Sidrap — Sidang perdana dengan agenda pembacaan dakwaan terhadap terduga pemilik produk obat pelangsing bermerek MJB Slimming, Paramita alias Hj. Mita, resmi digelar di Pengadilan Negeri Sidenreng Rappang pada Selasa (23/12/2025).
Dalam persidangan tersebut, Jaksa Penuntut Umum (JPU) dari Kejaksaan Negeri Sidenreng Rappang (Kejari Sidrap) membacakan dakwaan berlapis sebagaimana diatur dalam Undang-Undang Nomor 17 Tahun 2023 tentang Kesehatan, yakni Pasal 435 juncto Pasal 138 ayat (2).
Atas perbuatannya, terdakwa terancam pidana penjara paling lama 12 tahun dan/atau denda maksimal Rp5 miliar.
Terdakwa Ajukan Eksepsi
Kepala Seksi Pidana Umum (Kasi Pidum) Kejari Sidrap, Ridwan Sahputra, membenarkan pelaksanaan sidang tersebut.
“Sidang dakwaan sudah digelar Selasa kemarin dan terdakwa mengajukan eksepsi. Rencananya, pekan depan sidang dengan agenda pembacaan eksepsi akan digelar,” ujar Ridwan saat dikonfirmasi, Minggu (28/12/2025), sebagaimana dikutip dari upeks.co.id.
Eksepsi merupakan nota keberatan atas surat dakwaan JPU dan menjadi tahapan awal sebelum perkara masuk ke pembuktian pokok perkara.

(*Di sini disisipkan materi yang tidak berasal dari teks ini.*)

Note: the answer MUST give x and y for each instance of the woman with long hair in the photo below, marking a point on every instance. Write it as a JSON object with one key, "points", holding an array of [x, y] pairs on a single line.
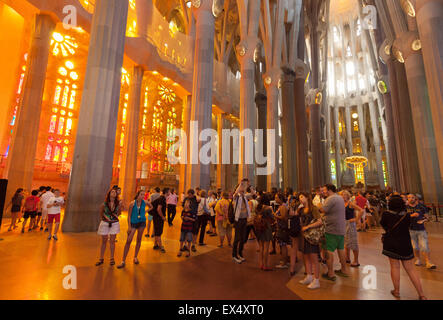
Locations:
{"points": [[397, 244], [353, 214], [109, 226], [136, 223], [263, 227], [16, 204], [309, 218]]}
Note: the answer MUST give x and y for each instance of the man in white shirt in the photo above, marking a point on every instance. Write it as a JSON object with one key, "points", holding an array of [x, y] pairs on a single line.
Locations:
{"points": [[54, 206], [44, 203]]}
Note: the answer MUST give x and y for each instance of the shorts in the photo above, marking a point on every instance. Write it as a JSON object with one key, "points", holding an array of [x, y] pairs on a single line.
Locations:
{"points": [[30, 214], [141, 224], [186, 236], [104, 229], [351, 238], [334, 242], [419, 240], [54, 218], [158, 226]]}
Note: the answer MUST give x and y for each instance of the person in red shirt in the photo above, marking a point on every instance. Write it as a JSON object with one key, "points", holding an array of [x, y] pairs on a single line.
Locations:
{"points": [[31, 206], [362, 202]]}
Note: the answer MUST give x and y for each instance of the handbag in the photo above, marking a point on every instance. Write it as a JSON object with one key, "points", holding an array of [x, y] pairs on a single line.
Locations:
{"points": [[315, 235], [383, 236]]}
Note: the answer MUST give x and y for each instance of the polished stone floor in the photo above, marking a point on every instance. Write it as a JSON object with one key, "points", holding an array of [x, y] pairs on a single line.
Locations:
{"points": [[31, 267]]}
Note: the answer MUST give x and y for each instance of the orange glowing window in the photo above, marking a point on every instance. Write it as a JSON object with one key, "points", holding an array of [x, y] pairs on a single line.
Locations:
{"points": [[52, 123], [57, 152], [61, 125], [65, 153]]}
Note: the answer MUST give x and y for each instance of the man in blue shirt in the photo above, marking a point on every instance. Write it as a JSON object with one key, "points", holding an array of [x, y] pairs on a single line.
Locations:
{"points": [[419, 236]]}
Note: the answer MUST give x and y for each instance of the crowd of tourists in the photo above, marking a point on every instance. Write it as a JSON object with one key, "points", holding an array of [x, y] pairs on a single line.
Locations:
{"points": [[308, 225]]}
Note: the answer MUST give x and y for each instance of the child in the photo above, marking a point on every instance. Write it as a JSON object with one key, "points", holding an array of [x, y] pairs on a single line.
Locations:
{"points": [[188, 219]]}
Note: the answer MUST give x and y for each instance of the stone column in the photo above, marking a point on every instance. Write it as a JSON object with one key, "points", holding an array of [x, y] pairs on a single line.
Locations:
{"points": [[301, 127], [431, 180], [221, 168], [430, 26], [183, 184], [94, 148], [128, 171], [289, 142], [20, 164], [198, 174], [376, 136], [337, 146], [271, 80], [261, 104]]}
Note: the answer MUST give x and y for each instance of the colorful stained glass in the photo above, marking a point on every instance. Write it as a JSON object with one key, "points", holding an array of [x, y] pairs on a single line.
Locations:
{"points": [[68, 127], [65, 96], [61, 125], [57, 152], [65, 153], [48, 152], [52, 123]]}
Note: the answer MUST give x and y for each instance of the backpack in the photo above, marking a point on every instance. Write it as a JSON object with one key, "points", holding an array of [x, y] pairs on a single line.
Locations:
{"points": [[30, 204], [231, 212]]}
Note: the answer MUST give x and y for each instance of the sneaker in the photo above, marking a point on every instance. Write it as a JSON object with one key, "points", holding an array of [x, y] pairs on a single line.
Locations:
{"points": [[307, 280], [237, 260], [315, 284], [431, 266], [327, 277]]}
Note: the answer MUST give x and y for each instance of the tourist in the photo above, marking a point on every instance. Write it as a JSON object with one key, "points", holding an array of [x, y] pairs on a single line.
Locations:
{"points": [[419, 236], [136, 223], [353, 213], [194, 208], [44, 205], [16, 207], [159, 218], [188, 219], [309, 219], [397, 244], [203, 214], [30, 207], [54, 206], [171, 203], [223, 225], [154, 195], [41, 191], [335, 218], [109, 225], [282, 216], [263, 222], [212, 202], [363, 203], [294, 231], [241, 213]]}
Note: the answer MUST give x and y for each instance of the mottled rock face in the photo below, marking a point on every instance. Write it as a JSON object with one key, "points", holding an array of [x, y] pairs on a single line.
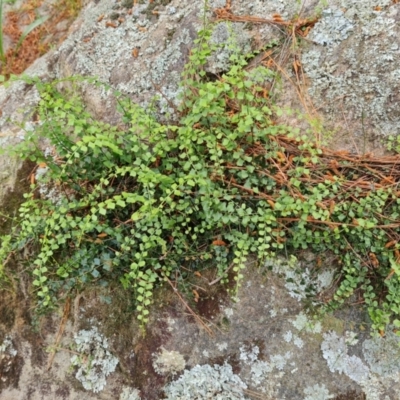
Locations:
{"points": [[265, 343], [353, 67]]}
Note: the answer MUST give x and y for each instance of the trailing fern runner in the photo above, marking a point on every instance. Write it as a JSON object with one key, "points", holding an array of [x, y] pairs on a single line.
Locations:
{"points": [[137, 204]]}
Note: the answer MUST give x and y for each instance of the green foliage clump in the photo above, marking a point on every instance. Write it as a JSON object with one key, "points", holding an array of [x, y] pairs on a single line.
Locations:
{"points": [[137, 203]]}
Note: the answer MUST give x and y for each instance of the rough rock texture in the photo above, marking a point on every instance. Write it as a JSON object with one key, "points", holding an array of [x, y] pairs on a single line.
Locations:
{"points": [[267, 339]]}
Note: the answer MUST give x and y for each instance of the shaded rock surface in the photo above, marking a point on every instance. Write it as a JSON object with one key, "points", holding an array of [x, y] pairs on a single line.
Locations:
{"points": [[272, 347]]}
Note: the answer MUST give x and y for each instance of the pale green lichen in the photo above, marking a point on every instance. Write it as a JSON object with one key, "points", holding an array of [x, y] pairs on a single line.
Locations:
{"points": [[93, 360], [168, 362], [202, 382], [317, 392]]}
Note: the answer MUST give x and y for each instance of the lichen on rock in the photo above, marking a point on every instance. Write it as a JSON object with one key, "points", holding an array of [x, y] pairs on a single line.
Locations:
{"points": [[94, 362]]}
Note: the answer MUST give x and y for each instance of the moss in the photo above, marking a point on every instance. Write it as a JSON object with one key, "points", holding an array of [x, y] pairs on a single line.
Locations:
{"points": [[127, 3]]}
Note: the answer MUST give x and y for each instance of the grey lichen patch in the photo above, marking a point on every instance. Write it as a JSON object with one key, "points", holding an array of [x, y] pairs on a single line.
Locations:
{"points": [[354, 72], [216, 382], [300, 281], [93, 360], [168, 362], [332, 28], [335, 352], [134, 56], [228, 37], [129, 394], [383, 354], [381, 379]]}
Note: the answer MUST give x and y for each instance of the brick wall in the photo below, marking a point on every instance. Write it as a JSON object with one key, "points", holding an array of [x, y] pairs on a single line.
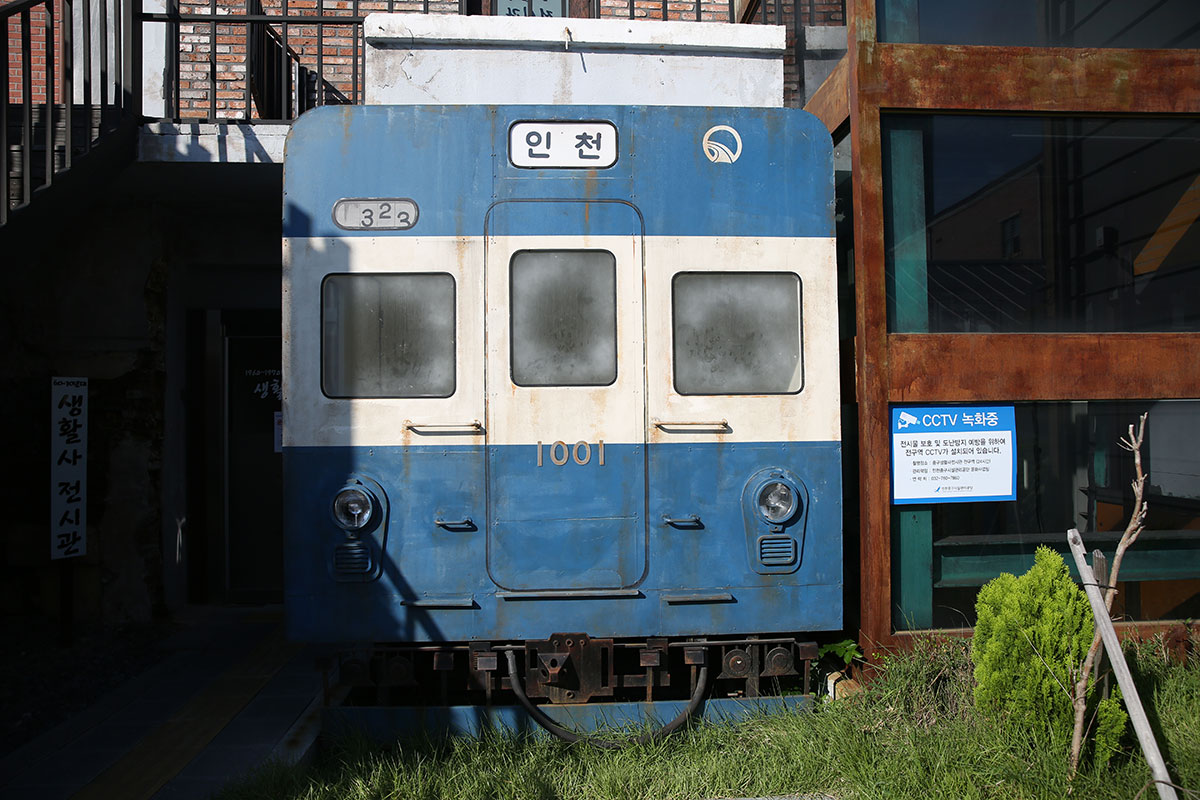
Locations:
{"points": [[37, 17]]}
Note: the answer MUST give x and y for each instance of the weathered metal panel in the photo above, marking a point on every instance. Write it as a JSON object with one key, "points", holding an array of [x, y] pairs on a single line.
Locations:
{"points": [[489, 535], [955, 368], [423, 58]]}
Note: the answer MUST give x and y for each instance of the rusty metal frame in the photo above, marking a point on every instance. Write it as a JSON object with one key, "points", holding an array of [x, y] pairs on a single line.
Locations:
{"points": [[893, 367]]}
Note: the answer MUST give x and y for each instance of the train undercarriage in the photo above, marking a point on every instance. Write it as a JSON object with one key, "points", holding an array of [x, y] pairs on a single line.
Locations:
{"points": [[570, 669]]}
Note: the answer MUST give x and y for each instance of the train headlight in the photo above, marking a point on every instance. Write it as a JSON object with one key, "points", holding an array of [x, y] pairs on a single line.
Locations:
{"points": [[777, 501], [353, 509]]}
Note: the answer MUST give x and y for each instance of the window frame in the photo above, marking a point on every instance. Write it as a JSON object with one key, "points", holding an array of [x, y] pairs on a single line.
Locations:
{"points": [[454, 334], [513, 338], [799, 323]]}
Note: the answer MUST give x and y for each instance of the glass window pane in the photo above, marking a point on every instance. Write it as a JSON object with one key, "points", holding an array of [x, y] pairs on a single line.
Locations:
{"points": [[388, 335], [1015, 224], [737, 334], [1042, 23], [1071, 473], [564, 318]]}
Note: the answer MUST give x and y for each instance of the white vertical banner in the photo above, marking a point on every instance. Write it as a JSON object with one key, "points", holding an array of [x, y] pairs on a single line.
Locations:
{"points": [[69, 467]]}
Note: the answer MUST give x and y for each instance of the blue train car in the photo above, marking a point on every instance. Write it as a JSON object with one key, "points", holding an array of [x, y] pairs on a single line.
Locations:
{"points": [[561, 398]]}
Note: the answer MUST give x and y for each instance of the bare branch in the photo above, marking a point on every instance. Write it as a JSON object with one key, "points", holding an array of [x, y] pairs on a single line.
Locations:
{"points": [[1133, 443]]}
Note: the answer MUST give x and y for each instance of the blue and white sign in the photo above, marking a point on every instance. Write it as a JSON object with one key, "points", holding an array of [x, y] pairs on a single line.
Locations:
{"points": [[961, 453]]}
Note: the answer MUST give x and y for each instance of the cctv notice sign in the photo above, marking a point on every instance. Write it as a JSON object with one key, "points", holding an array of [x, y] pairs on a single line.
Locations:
{"points": [[963, 453]]}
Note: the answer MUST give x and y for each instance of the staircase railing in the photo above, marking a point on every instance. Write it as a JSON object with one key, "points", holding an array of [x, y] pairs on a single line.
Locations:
{"points": [[70, 84]]}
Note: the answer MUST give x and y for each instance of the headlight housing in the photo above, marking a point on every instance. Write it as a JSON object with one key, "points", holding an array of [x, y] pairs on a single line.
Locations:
{"points": [[777, 501], [353, 509]]}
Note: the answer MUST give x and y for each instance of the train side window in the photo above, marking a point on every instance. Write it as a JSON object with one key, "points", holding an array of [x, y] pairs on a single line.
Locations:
{"points": [[564, 318], [388, 335], [737, 334]]}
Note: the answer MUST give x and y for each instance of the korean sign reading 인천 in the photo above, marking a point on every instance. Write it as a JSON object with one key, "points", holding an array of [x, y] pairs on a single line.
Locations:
{"points": [[963, 453], [563, 145], [69, 467]]}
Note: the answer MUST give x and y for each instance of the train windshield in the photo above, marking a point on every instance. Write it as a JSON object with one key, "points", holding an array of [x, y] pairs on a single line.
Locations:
{"points": [[737, 334]]}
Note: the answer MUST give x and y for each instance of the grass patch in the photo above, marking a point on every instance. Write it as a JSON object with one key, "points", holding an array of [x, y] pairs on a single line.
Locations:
{"points": [[913, 733]]}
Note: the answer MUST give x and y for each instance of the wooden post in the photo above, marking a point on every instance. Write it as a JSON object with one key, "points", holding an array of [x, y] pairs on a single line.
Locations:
{"points": [[1125, 679]]}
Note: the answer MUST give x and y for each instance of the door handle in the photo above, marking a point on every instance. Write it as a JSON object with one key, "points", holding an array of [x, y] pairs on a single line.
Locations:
{"points": [[720, 425], [444, 427], [690, 521], [456, 524]]}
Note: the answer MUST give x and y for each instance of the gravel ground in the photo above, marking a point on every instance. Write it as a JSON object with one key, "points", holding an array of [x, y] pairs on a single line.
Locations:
{"points": [[43, 681]]}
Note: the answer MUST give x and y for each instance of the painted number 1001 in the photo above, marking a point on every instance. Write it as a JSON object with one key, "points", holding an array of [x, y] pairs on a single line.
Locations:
{"points": [[561, 452]]}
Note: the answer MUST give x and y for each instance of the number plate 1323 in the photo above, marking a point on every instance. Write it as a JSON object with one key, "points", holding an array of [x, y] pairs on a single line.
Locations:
{"points": [[375, 214]]}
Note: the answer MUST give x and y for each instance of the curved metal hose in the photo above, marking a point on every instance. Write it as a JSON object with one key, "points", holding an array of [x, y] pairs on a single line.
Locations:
{"points": [[541, 719]]}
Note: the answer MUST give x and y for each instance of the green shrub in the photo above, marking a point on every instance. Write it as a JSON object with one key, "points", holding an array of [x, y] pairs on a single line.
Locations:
{"points": [[1110, 726], [1030, 641]]}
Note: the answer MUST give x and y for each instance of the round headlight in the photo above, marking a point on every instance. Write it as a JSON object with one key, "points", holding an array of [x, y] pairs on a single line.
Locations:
{"points": [[353, 509], [777, 501]]}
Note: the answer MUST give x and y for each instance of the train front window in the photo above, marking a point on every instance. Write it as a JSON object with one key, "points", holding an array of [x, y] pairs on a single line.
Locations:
{"points": [[564, 318], [388, 335], [737, 334]]}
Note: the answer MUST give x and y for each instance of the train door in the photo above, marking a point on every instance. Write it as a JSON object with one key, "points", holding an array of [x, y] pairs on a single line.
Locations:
{"points": [[565, 397]]}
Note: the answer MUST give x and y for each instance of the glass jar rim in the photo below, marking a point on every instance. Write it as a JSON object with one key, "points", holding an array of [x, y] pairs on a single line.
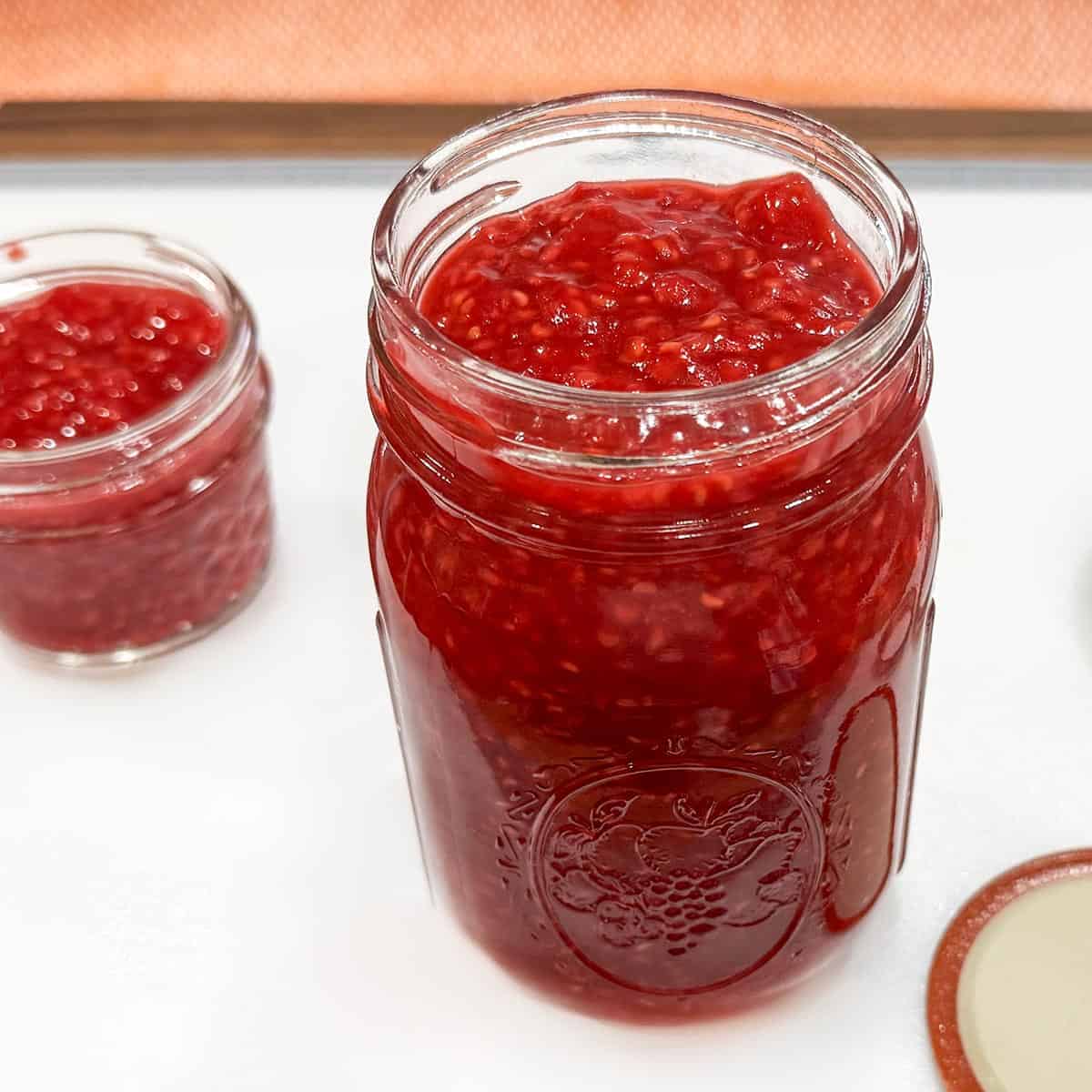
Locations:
{"points": [[885, 322], [223, 294]]}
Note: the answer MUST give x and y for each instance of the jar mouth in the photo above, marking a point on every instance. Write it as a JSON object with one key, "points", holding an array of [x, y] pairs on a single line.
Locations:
{"points": [[50, 259], [813, 145]]}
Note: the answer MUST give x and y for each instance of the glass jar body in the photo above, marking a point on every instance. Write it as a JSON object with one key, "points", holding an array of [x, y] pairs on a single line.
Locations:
{"points": [[660, 785], [656, 659], [118, 550]]}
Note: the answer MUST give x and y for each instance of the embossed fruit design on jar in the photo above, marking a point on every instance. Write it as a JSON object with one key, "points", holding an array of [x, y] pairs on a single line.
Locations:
{"points": [[653, 520], [135, 502]]}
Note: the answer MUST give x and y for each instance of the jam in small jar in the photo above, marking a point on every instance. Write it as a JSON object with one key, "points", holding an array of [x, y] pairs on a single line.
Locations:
{"points": [[653, 520], [135, 500]]}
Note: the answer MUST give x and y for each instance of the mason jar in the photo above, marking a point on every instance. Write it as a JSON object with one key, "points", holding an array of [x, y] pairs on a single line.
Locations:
{"points": [[148, 534], [656, 658]]}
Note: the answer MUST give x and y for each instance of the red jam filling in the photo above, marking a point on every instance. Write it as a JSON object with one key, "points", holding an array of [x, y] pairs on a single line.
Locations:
{"points": [[157, 554], [88, 359], [640, 287], [658, 784]]}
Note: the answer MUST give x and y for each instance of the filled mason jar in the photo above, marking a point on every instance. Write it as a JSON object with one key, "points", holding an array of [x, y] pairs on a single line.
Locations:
{"points": [[655, 605], [135, 500]]}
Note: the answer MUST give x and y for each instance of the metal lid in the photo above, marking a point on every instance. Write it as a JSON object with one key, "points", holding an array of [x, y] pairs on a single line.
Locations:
{"points": [[1010, 991]]}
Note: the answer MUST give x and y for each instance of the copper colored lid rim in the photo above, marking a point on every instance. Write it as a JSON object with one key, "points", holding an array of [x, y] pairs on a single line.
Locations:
{"points": [[956, 944]]}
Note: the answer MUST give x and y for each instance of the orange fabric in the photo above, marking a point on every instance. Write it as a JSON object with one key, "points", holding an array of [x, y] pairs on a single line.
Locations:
{"points": [[911, 53]]}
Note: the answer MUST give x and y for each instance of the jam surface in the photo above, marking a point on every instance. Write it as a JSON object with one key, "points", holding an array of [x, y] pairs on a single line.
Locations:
{"points": [[97, 569], [86, 359], [659, 784], [637, 287]]}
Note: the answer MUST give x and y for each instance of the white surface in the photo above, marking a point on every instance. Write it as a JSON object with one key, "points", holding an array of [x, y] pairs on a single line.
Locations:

Diduga Edarkan Produk Tanpa Izin BPOM
Dalam surat dakwaan terungkap, terdakwa merupakan pemilik Toko Mytha Kosmetik yang beralamat di Jalan Lanto Dg. Passewang, Kelurahan Pangkajene, Kecamatan Maritengngae, Kabupaten Sidrap. Usaha tersebut menjual berbagai produk perawatan wajah dan tubuh, baik secara langsung di toko maupun melalui media sosial.
Sejak Februari 2025 hingga 10 September 2025, terdakwa diduga mempromosikan dan memperjualbelikan kapsul pelangsing bermerek MJB Slimming. Produk tersebut disebut dibeli dari seseorang yang identitasnya tidak diketahui secara jelas, lalu dikemas ulang dalam botol plastik bening bertutup merah muda dengan label MJB Slimming.
Dalam dakwaan, disebutkan produk itu dibeli seharga Rp70 ribu per botol dan dijual kembali dengan harga eceran Rp120 ribu per botol. Untuk pembelian grosir, harga dipatok antara Rp80 ribu hingga Rp90 ribu per botol.
Penjualan dilakukan melalui toko fisik serta platform daring yang menjangkau konsumen lebih luas.
Mengandung Sibutramin
JPU mengungkapkan bahwa produk tersebut hanya mengantongi Sertifikat Pemenuhan Komitmen Produksi Pangan Olahan Industri Rumah Tangga (SPP-IRT) Nomor PB-UMKU: 200824009551400000001 tertanggal 20 Agustus 2024 yang berlaku hingga 20 Agustus 2029. Namun, sertifikat tersebut dinilai tidak memenuhi persyaratan untuk peredaran obat.
Kapsul pelangsing termasuk kategori obat sehingga wajib memiliki izin edar dari Badan Pengawas Obat dan Makanan (BPOM).
Berdasarkan hasil uji laboratorium BPOM tertanggal 19 Agustus 2025, produk MJB Slimming disebut mengandung Sibutramin. Zat tersebut merupakan obat keras yang penggunaannya harus melalui pengawasan medis sebagai terapi tambahan dalam pengelolaan berat badan, disertai diet dan olahraga.
Viral dan Tuai Sorotan Publik
Kasus ini sempat menjadi sorotan setelah akun Instagram ‘paramitamytha’ yang diduga milik terdakwa mengunggah pernyataan yang menuai reaksi warganet.
Dalam unggahan itu, terdapat pernyataan yang menyiratkan bahwa upaya menjatuhkan merek produknya tidak akan berhasil karena kuatnya testimoni konsumen dan personal branding. Bahkan disebutkan bahwa pemberitaan yang beredar justru meningkatkan angka penjualan.
Unggahan tersebut viral dan memicu perdebatan luas di media sosial.
Proses Hukum Berlanjut
Perkara ini masih dalam tahap awal persidangan dan belum memiliki putusan hukum tetap. Seluruh tuduhan akan dibuktikan melalui pemeriksaan saksi, ahli, serta alat bukti lainnya di persidangan.
Majelis hakim akan mempertimbangkan dakwaan JPU, eksepsi terdakwa, serta fakta-fakta persidangan sebelum menjatuhkan putusan.